The old library at Aluvihare Rock Temple, which had safely housed the volumes of this transcribed manuscripts for so many centuries, was totally destroyed during the Matale Rebellion in 1848. Many parts of the temple complex was destroyed too by this incident. The consequences of this disaster are still evident today at the temple premises. It took a long a time for the recompilation, as few generations of monks had to transcribe the Tripiṭaka again. The recompilation and transcription took a long time as only few monks were engaged in this painstaking task, and the first of the three “baskets of the law” was only completed in 1982.

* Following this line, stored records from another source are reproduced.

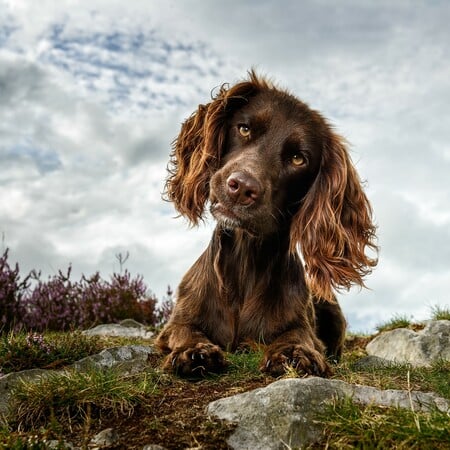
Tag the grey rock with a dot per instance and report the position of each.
(106, 438)
(284, 414)
(129, 359)
(120, 330)
(131, 323)
(59, 445)
(420, 348)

Aluvihare Rock temple has many caves with ancient inscriptions. These caves enclose comparatively modern wall and ceiling paintings of interest, and impressive statues and images of Buddha. The main cave of these, has a large reclining statue of the Buddha, together with standing and seated images. In the entrance-way of another cave with a reclining statue of the Buddha there are terrifying depictions of the hellish afterlife that awaits people who commits sins. One cave is dedicated to the revered Indian monk-scholar Buddhagosa, who is regarded as the greatest exponent and interpreter of the Pali canonical scriptures. He resided at Anuradhapura during the 4th and 5th centuries and is supposed to have spent several years at the Matale Alu Viharaya to engage in his scholarly work.

==Etymology==
There are many folklore and beliefs that are related to the name Alu Vihara. According to some, the term Aloka Vihara (temple of light) later became Aluvihara as the pali word Aloka was referred to as Alu (light) in ancient Sinhalese language. Since the place was the abode of Buddhist monks, it was called a Viharaya. Hence the two words have been combined to make the term 'Aluvihara'. Another view is that, though the temple is situated in a rock cave with a huge rock in east, sunlight is not covered and disturbed by the rock. Therefore, it was known as the Aloka Lena (cave with light). However all these views and beliefs gives the conclusion, that the name of this temple is related with light.